A team of five students and graduates from UCD, UCC and TU Dublin are behind an innovative green-tech project that has just won the prestigious Accenture Leaders of Tomorrow Award 2019.
Hydro, a ‘keep cup’ cleaning contraption with ambition to make the sustainable workplace convenient and profitable, is the brainchild of Meg Brennan (UCD), Harry Shanahan (UCC), Sophie O’Rourke (TU Dublin), Daniel Izquierdo Hijazi (TU Dublin) and David Furlong (TU Dublin).
Designed to fit alongside the office coffee machine, Hydro effectively steam cleans an upturned reusable cup within five seconds; encouraging the continued usage of the cup and saving on electricity bills and water usage by decreasing dishwasher traffic.
Ms Brennan, who specialises in bioengineering and biomedical engineering at UCD, is responsible for the company’s technology.

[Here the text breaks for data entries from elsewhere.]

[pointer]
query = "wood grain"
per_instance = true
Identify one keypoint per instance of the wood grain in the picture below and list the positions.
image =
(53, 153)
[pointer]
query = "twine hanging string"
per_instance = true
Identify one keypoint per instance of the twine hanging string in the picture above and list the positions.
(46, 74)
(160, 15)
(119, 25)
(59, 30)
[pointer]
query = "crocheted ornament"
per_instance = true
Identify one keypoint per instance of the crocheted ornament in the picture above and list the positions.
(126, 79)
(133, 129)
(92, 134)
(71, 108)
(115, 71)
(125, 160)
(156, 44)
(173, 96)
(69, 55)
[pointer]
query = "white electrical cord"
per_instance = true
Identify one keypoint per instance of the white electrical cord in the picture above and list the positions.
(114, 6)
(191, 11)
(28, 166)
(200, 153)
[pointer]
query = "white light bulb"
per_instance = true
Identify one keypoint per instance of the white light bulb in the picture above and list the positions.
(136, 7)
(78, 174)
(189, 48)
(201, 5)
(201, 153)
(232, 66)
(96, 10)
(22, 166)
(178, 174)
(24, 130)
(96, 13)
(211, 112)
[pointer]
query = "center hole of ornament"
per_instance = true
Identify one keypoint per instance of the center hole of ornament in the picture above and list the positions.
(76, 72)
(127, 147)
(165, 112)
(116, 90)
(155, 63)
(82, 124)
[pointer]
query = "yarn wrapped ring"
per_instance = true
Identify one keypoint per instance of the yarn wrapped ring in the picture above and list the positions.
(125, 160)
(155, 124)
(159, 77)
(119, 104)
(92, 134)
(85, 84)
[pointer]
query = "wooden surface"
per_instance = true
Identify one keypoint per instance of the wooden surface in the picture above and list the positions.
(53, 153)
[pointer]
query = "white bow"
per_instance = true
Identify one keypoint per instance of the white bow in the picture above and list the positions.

But her teammates come from quite diverse education backgrounds, pulling the overall business together effectively.
Taking care of finance is Mr Shanahan, a student at UCC, while Sophie O’Rourke, who has a background in product design, manages the team’s operations. Daniel Izquierdo Hijazi, meanwhile, is the commercial lead and is studying business & sociology at TU Dublin; and David Furlong who focuses on all things design and is studying product design at TU Dublin.
Leaders of Tomorrow
Leaders of Tomorrow (LOT), Accenture’s early stage entrepreneur accelerator, was originally designed to foster entrepreneurship in third-level students and recent graduates.
The program helps to connect this talent with other enterprising people, assisting them in transforming early-stage ideas into thriving marketable businesses.
Managing Director and LOT sponsor Graham Healy said that the summer programme, which has been running for over a decade, has evolved substantially over the last two years.
“We started out looking for people in universities to pitch individual project ideas but over the years it has grown into a team based project. LOT takes the team right from the team forming stage to the creation of validated, valuable prototypes at the end of the program,” he told Business & Finance.
“From 50 submissions from 11 colleges when the program started out, we received over 500 applications this year. We made it very clear that we wanted people from multidisciplinary backgrounds so we could create teams based on skill, vision, and shared value.
“Accenture initially used this program as a tool to hire great people, but our preference now is to help bring innovation to the marketplace, taking latest technologies and applying them in the real world.”
This year’s programme ran from March 2019 until the final showcase competition on Wednesday, 28thAugust, where Hydro was awarded the main prize of €10,000 in seed-funding. Accenture take no equity in return for the prize funding.
The winning team will also receive a stand at Dublin Tech Summit 2020 as part of the Start-Up programme, Vision X, and a workspace at WeWork Labs for one month to continue working on their business.
The process
Over 100 candidates selected from the applications were invited into a two-day team forming and ideation event which was held in April this year.
The strongest five teams – JustOne, Clockwork, Hydro, ExRent and TeddyCare – were then brought onto a summer accelerator programme which ran from May until August.
JustOne is an eco-conscious health start-up creating the world’s first tablet-refilled deodorant; ClockWork is a HR web-app designed to measure soft skills more efficiently for employers; EzRent is a property-tech start-up providing personalised accommodation search using AI and medial-tech start-up TeddyCare is developing fun, child-friendly allergen testers.
During these months, all teams participated in workshops and sessions with Accenture leaders, guest speakers, mentors and industry experts. The sessions were tailored to provide the best guidance, opportunities, and resources to the teams.
Participants received advice, insights and mentorship from Accenture’s global collective of innovators, from a variety of diverse backgrounds and experiences. For example, Design, Software Engineering, Business and AR/VR.
Accenture also hosted six full day workshops, spaced out every one to two weeks in areas like Ideation, Design-Thinking & Rapid Prototyping, Sales, PR, & Marketing, Customer Research & Business Strategy and Presentation Skills & Pitch Training.
Each team presented at the LOT Final Showcase Day in front of a panel of judges, potential investors, interested parties from the start-up community, friends and family.
The panel of judges – Mr Healy, TU Dublin’s Michelle Moloney, Alan Coleman Founder and CEO at Sweepr, Labs Manager at WeWork Victoria Almazovaite, and Sean Judge, Entrepreneur in Residence at Accenture & Director at UpStarter – ultimately chose Hydro as the winner.
“What made Hydro stand out was that it was a good working prototype, backed by substantial research, it is very much on trend, and it ticks the boxes on being eco friendly and sustainable,” said Mr Healy.